The Technical Sophistication of Scarred Manticore
Scarred Manticore’s evolution in tools and capabilities demonstrates significant progress by Iranian actors over the last few years. The techniques utilized in recent operations are notably more sophisticated compared to previous activities tied to Iran. While the LIONTAIL framework itself appears to be unique, other tools used in these attacks overlap with previously reported activities, most notably linked back to historic OilRig or OilRig-affiliated clusters.
Conclusion: A Persistent and Evolving Threat
The Scarred Manticore, through its use of the LIONTAIL framework, represents a persistent and evolving threat in the realm of cyber espionage. Its focus on high-value targets and the sophistication of its tools underscore the advanced capabilities of state-sponsored actors in the digital age. The campaign’s stealth and technical intricacy highlight the need for heightened vigilance and advanced security measures, particularly for organizations in sensitive sectors.
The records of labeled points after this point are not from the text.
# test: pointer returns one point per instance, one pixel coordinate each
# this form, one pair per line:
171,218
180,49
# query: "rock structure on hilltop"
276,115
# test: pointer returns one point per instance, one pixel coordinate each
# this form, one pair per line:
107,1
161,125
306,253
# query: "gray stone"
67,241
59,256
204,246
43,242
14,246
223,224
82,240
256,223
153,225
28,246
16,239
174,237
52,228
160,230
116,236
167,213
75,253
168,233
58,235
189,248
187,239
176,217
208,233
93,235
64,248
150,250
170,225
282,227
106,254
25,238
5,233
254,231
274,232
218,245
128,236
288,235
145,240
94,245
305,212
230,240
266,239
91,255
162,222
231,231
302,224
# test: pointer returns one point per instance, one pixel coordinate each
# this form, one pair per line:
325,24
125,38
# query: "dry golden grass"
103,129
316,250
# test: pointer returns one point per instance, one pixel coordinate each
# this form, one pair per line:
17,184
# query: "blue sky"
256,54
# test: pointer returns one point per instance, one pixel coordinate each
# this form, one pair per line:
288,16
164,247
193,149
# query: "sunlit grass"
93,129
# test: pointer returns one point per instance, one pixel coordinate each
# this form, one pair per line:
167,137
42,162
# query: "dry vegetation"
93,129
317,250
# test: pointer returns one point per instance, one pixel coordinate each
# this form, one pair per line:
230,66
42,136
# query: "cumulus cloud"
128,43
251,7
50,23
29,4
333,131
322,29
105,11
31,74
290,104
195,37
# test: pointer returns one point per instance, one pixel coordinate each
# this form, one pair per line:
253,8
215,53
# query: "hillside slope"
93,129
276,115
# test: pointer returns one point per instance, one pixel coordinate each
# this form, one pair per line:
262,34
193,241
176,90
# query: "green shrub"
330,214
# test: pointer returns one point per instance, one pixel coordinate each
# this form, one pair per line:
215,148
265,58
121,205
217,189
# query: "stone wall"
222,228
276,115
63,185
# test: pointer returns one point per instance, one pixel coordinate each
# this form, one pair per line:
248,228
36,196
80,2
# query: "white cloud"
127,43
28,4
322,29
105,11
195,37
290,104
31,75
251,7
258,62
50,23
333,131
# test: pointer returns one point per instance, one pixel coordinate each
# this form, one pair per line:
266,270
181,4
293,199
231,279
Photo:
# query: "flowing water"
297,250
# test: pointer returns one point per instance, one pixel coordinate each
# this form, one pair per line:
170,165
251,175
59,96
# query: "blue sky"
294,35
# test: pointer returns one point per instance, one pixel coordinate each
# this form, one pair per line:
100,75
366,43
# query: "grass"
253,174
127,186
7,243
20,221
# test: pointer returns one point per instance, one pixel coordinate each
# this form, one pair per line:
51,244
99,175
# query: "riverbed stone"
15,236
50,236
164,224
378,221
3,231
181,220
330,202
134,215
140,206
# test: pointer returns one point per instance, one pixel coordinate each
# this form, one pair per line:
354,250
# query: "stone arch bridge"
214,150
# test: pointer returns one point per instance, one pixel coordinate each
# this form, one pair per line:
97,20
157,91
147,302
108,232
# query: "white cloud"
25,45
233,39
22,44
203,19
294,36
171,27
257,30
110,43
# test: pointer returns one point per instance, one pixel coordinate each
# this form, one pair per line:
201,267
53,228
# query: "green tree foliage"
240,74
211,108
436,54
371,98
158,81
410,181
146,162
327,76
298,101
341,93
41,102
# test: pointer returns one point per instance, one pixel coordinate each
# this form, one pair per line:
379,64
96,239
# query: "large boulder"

As the cyberthreat landscape continues to evolve, the activities of groups like Scarred Manticore serve as a reminder of the ongoing and complex threats posed by nation-state actors. Understanding and mitigating these threats require a deep comprehension of the evolving tactics and tools employed by such actors, emphasizing the importance of continuous monitoring and advanced cybersecurity strategies in today’s interconnected world.